Header-Based Versioning
There are two types of header-based versioning: custom request header and content negotiation versioning. In this approach, API consumers include versioning information in HTTP headers to specify which API version they want to use. This keeps URLs cleaner and moves versioning metadata to the header—aligning with RESTful principles. However, both methods can add complexity to implementation, caching, and discoverability. It’s crucial to provide clear documentation so API consumers understand how to call specific versions.
Custom request header versioning uses a dedicated header like Accept-Version or X-API-Version in each API call. The main advantage of this approach is transparency—consumers know exactly which API version they’re calling, making troubleshooting simpler.
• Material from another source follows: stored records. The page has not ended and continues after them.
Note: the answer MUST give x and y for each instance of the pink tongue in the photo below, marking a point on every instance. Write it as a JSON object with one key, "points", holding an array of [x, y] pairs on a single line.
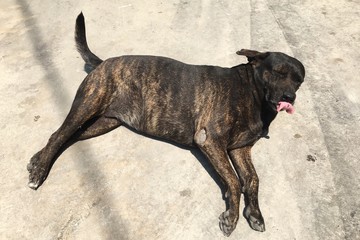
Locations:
{"points": [[285, 106]]}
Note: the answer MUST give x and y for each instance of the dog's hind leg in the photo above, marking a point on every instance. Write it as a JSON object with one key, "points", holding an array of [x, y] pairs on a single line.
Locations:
{"points": [[219, 158], [96, 127], [87, 107], [241, 158]]}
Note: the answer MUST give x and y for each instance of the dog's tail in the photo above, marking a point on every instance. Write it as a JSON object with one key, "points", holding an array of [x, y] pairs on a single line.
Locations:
{"points": [[91, 60]]}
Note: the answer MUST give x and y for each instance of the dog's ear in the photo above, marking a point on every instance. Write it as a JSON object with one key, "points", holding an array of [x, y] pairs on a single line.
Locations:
{"points": [[254, 57]]}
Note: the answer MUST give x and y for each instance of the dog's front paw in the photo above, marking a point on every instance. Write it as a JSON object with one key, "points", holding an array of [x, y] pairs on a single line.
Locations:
{"points": [[227, 222], [37, 172], [255, 219]]}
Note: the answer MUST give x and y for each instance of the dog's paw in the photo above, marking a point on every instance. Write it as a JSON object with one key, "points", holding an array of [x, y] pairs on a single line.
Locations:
{"points": [[37, 173], [255, 219], [227, 222]]}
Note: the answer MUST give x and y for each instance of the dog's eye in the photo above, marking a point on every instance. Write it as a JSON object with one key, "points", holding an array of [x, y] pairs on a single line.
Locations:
{"points": [[279, 73]]}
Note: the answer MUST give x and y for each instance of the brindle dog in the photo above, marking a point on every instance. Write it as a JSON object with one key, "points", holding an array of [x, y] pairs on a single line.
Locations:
{"points": [[221, 111]]}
Content negotiation versioning uses the standard Accept header in the format application/vnd.example.api.v1+json. While this offers more flexibility, it requires a more complex implementation on both the provider and consumer side.
Query Parameter Versioning
Query parameter versioning specifies the API version through a query parameter, like /api/resource?version=1 or /api/resource?v=1.2.3. This approach is straightforward and makes troubleshooting easier, as developers can quickly test different versions by changing the parameter value.
However, this method can be prone to errors when developers fail to update their query parameters or attempt to access undocumented API versions.
This versioning strategy works best for internal APIs where developers understand the patterns and need to call specific versions based on their requirements, without caching concerns. It’s generally not recommended for public-facing, production APIs.
Pros and Cons of Versioning Approaches
| Versioning Approach | Pros | Cons |
|---|---|---|
| URI Versioning | - Simple and intuitive for consumers | - Troubleshooting can be challenging with MINOR/PATCH updates |
| - Allows consumers to use the latest features without changing URLs | - Requires full version in response header for clarity | |
| Header-Based Versioning | - Keeps URLs clean and aligns with RESTful principles | - Adds complexity to implementation and caching |
| - Transparency in version usage | - Requires clear documentation for consumers | |
| Query Parameter Versioning | - Easy to test different versions by changing parameter values | - Prone to errors if parameters are not updated |
| - Simplifies troubleshooting | - Not recommended for public-facing APIs due to potential misuse |
What versioning strategies do you use? Are there any approaches you’d recommend avoiding? I’d love to hear about your experiences.